How can we change the direction of our impact on the earth and begin to undo the damage we have wrought on so many species, including our own? Can we depend on technological, political, and economic solutions alone? Jennie Ratcliffe, drawing on her years of experience and reflection as a scientist and active participant in peace and ecological concerns, believes that a deeper transformation is needed. A spiritual awareness of our oneness reminds us that we live in intimate relationship and kinship with each other, the earth, and the Divine. Grounded in reciprocity, reconciliation, simplicity, and nonviolence, this awareness can guide us toward a deeper integrity, a reverence for the human and natural communities upon which we depend, and more sustainable ways of living.

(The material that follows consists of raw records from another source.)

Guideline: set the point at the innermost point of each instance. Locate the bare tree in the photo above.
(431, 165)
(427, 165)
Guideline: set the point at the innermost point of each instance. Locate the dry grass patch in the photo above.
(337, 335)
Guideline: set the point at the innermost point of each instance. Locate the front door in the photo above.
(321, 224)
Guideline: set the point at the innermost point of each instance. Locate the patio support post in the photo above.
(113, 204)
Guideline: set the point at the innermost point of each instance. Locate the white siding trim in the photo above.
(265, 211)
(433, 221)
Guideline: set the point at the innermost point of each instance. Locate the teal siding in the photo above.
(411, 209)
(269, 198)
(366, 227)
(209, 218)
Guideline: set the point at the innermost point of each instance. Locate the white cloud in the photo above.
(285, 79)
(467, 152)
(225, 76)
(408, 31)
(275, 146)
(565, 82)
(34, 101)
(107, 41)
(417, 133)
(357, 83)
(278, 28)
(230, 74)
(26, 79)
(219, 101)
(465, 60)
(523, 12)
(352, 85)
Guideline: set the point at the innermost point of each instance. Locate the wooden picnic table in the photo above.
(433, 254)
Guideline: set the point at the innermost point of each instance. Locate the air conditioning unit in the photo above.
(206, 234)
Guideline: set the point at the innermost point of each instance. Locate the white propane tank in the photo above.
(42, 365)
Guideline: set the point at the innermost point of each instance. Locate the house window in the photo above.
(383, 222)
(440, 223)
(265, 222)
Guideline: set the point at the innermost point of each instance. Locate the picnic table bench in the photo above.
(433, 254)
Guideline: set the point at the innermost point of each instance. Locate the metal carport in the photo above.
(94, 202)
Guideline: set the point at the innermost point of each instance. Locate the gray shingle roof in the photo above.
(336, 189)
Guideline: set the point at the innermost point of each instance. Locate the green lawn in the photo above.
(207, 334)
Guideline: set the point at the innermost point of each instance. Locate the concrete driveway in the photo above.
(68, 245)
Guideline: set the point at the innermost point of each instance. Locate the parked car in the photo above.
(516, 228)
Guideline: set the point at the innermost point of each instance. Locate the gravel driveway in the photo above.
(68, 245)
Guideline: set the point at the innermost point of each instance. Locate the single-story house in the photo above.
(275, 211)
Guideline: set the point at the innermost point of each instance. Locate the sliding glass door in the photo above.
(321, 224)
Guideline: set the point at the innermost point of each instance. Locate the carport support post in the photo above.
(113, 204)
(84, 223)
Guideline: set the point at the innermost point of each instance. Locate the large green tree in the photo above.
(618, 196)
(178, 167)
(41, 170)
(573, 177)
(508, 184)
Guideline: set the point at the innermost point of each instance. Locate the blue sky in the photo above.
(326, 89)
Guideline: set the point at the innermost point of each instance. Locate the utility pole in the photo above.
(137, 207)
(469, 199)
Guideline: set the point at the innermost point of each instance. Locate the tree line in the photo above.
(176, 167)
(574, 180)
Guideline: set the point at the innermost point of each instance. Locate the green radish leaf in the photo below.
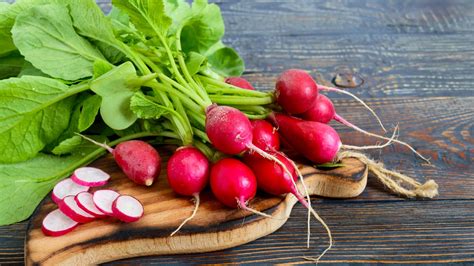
(29, 70)
(115, 90)
(34, 111)
(23, 185)
(148, 16)
(194, 62)
(145, 108)
(67, 146)
(10, 65)
(204, 29)
(101, 67)
(226, 62)
(90, 109)
(45, 36)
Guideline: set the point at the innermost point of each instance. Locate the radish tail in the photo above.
(196, 206)
(356, 98)
(369, 147)
(347, 123)
(244, 207)
(103, 145)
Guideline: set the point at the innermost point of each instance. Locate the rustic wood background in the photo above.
(417, 59)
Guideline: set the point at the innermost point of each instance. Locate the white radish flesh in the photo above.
(57, 223)
(127, 209)
(85, 202)
(69, 207)
(90, 176)
(67, 187)
(104, 199)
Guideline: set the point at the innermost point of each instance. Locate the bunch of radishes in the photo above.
(77, 205)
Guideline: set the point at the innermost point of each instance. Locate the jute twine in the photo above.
(396, 182)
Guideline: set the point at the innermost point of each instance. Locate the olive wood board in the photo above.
(215, 227)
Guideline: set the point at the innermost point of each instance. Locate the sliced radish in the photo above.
(69, 207)
(90, 176)
(84, 201)
(67, 187)
(103, 200)
(127, 209)
(57, 223)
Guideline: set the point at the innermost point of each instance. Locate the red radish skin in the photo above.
(239, 82)
(316, 141)
(139, 161)
(66, 187)
(104, 199)
(188, 171)
(188, 174)
(295, 91)
(233, 183)
(90, 176)
(69, 207)
(127, 209)
(57, 223)
(85, 202)
(265, 136)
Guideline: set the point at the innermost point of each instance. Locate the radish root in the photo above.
(322, 87)
(347, 123)
(196, 206)
(394, 180)
(369, 147)
(103, 145)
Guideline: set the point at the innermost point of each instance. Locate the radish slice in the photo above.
(67, 187)
(57, 223)
(127, 209)
(84, 201)
(103, 200)
(69, 207)
(90, 176)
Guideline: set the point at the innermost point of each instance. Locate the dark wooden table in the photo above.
(417, 59)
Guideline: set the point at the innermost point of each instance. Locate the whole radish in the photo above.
(239, 82)
(188, 175)
(295, 91)
(323, 111)
(275, 180)
(316, 141)
(139, 161)
(234, 184)
(265, 136)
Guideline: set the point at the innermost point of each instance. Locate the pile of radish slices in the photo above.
(77, 205)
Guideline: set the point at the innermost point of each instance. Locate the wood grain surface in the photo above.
(417, 59)
(215, 226)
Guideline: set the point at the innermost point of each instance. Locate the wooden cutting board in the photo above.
(215, 227)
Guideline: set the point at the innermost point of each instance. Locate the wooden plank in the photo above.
(392, 232)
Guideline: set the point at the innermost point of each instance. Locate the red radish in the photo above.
(275, 180)
(90, 176)
(239, 82)
(316, 141)
(265, 136)
(234, 184)
(323, 111)
(127, 209)
(85, 202)
(57, 223)
(138, 160)
(69, 207)
(65, 188)
(295, 91)
(188, 174)
(104, 199)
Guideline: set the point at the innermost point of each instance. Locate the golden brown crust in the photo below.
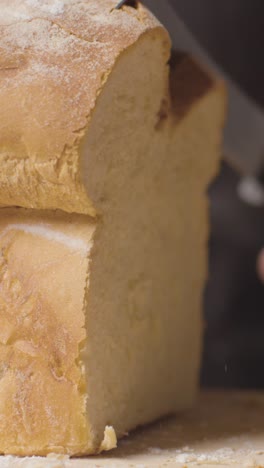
(55, 57)
(42, 385)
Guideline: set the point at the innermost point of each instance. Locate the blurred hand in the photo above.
(260, 265)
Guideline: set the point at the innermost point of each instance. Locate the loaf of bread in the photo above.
(106, 155)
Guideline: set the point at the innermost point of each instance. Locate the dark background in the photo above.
(233, 30)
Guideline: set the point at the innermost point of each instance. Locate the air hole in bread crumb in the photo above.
(162, 114)
(131, 3)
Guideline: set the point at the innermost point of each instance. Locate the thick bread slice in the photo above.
(55, 58)
(101, 318)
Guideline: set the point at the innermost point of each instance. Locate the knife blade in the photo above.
(244, 132)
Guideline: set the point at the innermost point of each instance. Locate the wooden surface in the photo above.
(224, 430)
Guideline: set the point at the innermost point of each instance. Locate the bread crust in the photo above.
(55, 57)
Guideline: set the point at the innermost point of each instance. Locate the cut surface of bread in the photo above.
(101, 309)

Discussion questions included.
About the Author(s)
Jennie Ratcliffe’s lifelong concern has been to make connections: between nonviolence, social justice, and ecological sustainability; between science, ecology, spirituality, and politics; and between contemplation and social action. After obtaining a Master’s degree in environmental pollution studies and a doctorate in epidemiology in England, she has worked for the past 35 years as a research epidemiologist in environmental and occupational health, including for the Centers for Disease Control, the National Institute of Environmental Health Sciences, and the Universities of London and North Carolina. She has also worked with the British Society for Social Responsibility in Science, Friends of the Earth, and Physicians for Social Responsibility, among other organizations, and helped found local groups engaged in fostering a peaceful and ecologically sustainable future. As a member of Durham Friends Meeting, North Carolina, she serves on the Peace and Social Concerns and Earthcare Committees, and is a member of Quaker Earthcare Witness. She was the Henry J. Cadbury Scholar at Pendle Hill in 2006, where she began work on a book about the spiritual dimension of the ecological crisis from a Quaker perspective. This essay grew out of preliminary work and discussions during her time at Pendle Hill.